Data Preprocessing in R Studio: Exercises and Solutions
In order to solve the tasks you need:
- R Studio
- Data files
The dataset for these exercises is called SalesData
. The dataset is used to record the sales information of a company. The task is to preprocess sales data that will help the company uncover some characteristics of the sale.
1. Data Examination and Imputation
- Check the names and data types of variables (columns) in R.
## 'data.frame': 670 obs. of 12 variables:
## $ Order.Date : Factor w/ 395 levels "1/1/2011","1/10/2011",..: 34 29 29 290 344 344 260 260 172 144 ...
## $ Order.Priority : Factor w/ 6 levels "Critical","High",..: 3 2 2 2 6 6 2 2 2 3 ...
## $ Order.Quantity : int 6 49 27 30 19 21 12 22 21 44 ...
## $ Sales : num 262 10123 245 4966 394 ...
## $ Ship.Mode : Factor w/ 3 levels "Delivery Truck",..: 3 1 3 3 3 3 3 3 2 3 ...
## $ Profit : num -213.2 457.8 46.7 1199 30.9 ...
## $ Unit.Price : num 38.94 208.16 8.69 195.99 21.78 ...
## $ Shipping.Cost : num 35 68.02 2.99 3.99 5.94 ...
## $ Customer.Name : Factor w/ 85 levels "Aaron Bergman",..: 71 9 9 30 22 22 19 19 70 35 ...
## $ Customer.Segment: Factor w/ 4 levels "Consumer","Corporate",..: 4 1 1 2 1 1 2 2 2 3 ...
## $ Product.Category: Factor w/ 3 levels "Furniture","Office Supplies",..: 2 2 2 3 2 1 2 2 2 2 ...
## $ company : Factor w/ 1 level "A": 1 1 1 1 1 1 1 1 1 1 ...
- Is there any variable(s) will yield no usable statistical or graphical information?

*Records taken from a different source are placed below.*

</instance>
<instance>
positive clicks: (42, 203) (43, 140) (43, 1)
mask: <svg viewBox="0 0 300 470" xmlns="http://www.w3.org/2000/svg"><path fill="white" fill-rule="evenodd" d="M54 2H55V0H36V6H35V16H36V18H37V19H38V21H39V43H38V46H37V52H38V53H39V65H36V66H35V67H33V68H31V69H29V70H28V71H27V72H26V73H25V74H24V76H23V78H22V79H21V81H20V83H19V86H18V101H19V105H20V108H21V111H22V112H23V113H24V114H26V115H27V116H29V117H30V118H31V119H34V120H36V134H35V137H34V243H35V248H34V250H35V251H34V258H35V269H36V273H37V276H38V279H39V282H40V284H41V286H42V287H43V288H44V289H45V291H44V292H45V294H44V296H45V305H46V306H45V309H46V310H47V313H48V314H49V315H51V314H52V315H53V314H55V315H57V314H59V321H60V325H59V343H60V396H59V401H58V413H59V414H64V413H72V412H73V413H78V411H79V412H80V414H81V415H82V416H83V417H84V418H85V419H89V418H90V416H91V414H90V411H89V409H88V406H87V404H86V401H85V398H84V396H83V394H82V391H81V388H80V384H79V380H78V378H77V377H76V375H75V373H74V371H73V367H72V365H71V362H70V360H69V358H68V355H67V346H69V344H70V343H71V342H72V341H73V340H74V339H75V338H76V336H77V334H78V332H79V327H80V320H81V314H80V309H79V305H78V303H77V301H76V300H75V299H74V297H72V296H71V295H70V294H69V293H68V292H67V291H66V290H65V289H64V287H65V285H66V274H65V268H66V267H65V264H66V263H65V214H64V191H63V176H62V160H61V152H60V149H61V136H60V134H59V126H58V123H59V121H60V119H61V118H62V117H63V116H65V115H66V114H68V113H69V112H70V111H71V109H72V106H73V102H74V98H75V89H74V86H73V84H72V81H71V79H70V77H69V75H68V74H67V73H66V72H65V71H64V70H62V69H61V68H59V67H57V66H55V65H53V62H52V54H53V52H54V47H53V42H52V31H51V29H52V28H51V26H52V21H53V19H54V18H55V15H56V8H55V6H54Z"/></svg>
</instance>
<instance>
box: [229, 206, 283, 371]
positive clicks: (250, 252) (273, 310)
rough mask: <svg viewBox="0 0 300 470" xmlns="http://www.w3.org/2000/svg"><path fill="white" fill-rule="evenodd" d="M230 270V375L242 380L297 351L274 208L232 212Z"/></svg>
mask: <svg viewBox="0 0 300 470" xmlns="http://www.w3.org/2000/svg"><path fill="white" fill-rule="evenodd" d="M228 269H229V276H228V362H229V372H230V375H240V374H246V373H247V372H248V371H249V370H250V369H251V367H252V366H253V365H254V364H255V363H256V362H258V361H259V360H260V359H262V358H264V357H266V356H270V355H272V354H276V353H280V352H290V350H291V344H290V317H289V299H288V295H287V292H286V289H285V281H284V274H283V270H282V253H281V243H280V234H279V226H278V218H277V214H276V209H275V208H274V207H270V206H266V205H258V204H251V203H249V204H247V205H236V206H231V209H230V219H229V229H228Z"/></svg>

If yes, list them and explain why they are of no use.
Variable company
will yield no usable information, because it has only one value: A
.
- Identify the variable(s) that have missing data.
## Order.Date Order.Priority Order.Quantity Sales
## 10/9/2009 : 6 Critical :132 Min. :-10.00 Min. : 4.99
## 5/17/2011 : 6 High :171 1st Qu.: 12.00 1st Qu.: 166.76
## 8/10/2011 : 6 Low :131 Median : 25.00 Median : 497.14
## 8/4/2010 : 6 Loww : 2 Mean : 26.08 Mean : 1915.47
## 11/23/2010: 5 Medium :100 3rd Qu.: 39.00 3rd Qu.: 1773.86
## 2/6/2010 : 5 Not Specified:132 Max. :101.00 Max. :26133.39
## (Other) :636 NA's : 2 NA's :1
## Ship.Mode Profit Unit.Price Shipping.Cost
## Delivery Truck: 90 Min. :-11053.60 Min. : 1.26 Min. : 0.49
## Express Air : 65 1st Qu.: -82.33 1st Qu.: 7.25 1st Qu.: 3.14
## Regular Air :513 Median : 3.89 Median : 22.78 Median : 6.50
## NA's : 2 Mean : 193.54 Mean : 95.42 Mean : 13.76
## 3rd Qu.: 161.82 3rd Qu.: 99.99 3rd Qu.: 15.10
## Max. : 10951.31 Max. :3499.99 Max. :147.12
## NA's :2 NA's :2
## Customer.Name Customer.Segment Product.Category company
## Carlos Soltero : 26 Consumer : 79 Furniture :145 A:670
## Doug Bickford : 22 Corporate :336 Office Supplies:362
## Grant Carroll : 20 Home Office :132 Technology :163
## Jack Lebron : 19 Small Business:123
## Sylvia Foulston: 19
## (Other) :563
## NA's : 1
Variables Order.Priority
, Sales
, Ship.Mode
, Profit
, Unit.Price
and Customer.Name
have missing data.
Perform data imputation by following methods:
Delete all rows with missing data and name the new dataset as
S1
.
- Replace the missing values with the mean value of each variable.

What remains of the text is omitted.